Das Urteil ist vorläufig vollstreckbar.
Der Klägerin wird nachgelassen, die Vollstreckung gegen Leistung einer Sicherheit von 10.000,00 DM abzuwenden, sofern nicht der Beklagte vor der Vollstreckung in dieser Höhe Sicherheit leistet.
Die Beschwerden Klägerin beträgt 105.648,00 DM.
Tatbestand
Die Klägerin verlangt vom Beklagten Schadensersatz, weil dieser in einem Verkehrswertgutachten gegenüber dem Amtsgericht Potsdam als Vollstreckungsgericht ein zu versteigerndes Grundstück zu hoch bewertet habe, das die Klägerin in der Folgezeit ersteigerte.

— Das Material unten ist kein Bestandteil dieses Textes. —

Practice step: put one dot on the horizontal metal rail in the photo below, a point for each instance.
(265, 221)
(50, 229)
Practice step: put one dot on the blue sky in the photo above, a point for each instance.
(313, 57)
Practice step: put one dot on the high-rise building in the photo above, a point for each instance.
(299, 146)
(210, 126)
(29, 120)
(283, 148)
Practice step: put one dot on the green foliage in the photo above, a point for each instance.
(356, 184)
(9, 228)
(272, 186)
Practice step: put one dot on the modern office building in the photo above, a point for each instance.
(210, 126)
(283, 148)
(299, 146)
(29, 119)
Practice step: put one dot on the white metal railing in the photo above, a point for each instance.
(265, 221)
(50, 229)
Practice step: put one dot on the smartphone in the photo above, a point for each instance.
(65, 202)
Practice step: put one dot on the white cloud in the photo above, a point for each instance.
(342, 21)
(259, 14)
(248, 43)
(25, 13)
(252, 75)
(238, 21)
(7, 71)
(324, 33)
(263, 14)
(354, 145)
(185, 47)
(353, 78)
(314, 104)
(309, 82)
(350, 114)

Mit Beschluss vom 11.03.1996 beauftragte das Amtsgericht Potsdam als Vollstreckungsgericht in dem Zwangsversteigerungsverfahren zum Az.: 3 K. den Beklagten mit der Erstellung eines Verkehrswertgutachtens über das im Eigentum des Vollstreckungsschuldners befindliche und zu versteigernde Flurstück in der Flur der Gemarkung G. Aufgrund dessen ließ sich der Beklagte am 10.04.1996 den Auszug aus der Flurkarte mit diesem Grundstück ausfertigen; mit und aufgrund dieses Auszuges besichtigte er am 06.05.1996 das zu versteigernde Grundstück, das zu betreten ihm der Vollstreckungsschuldner gestattete. Der Vollstreckungsschuldner war bei der Besichtigung des Grundstücks durch den Beklagten zugegen und legte ihm ein Wertermittlungsgutachten des Dipl.-Ing. T. vom 18.10.1993 vor, nach dem der Verkehrswert des Grundstücks 1 Mio. DM betrug. Das mit einem Wohnhaus bebaute Grundstück war auf drei Seiten eingezäunt und erstreckte sich an der vierten Seite optisch bis zum Havelufer. Ein dort wachsender Schilfgürtel war zum Zeitpunkt der Besichtigung verwildert und der dortige Boden morastig.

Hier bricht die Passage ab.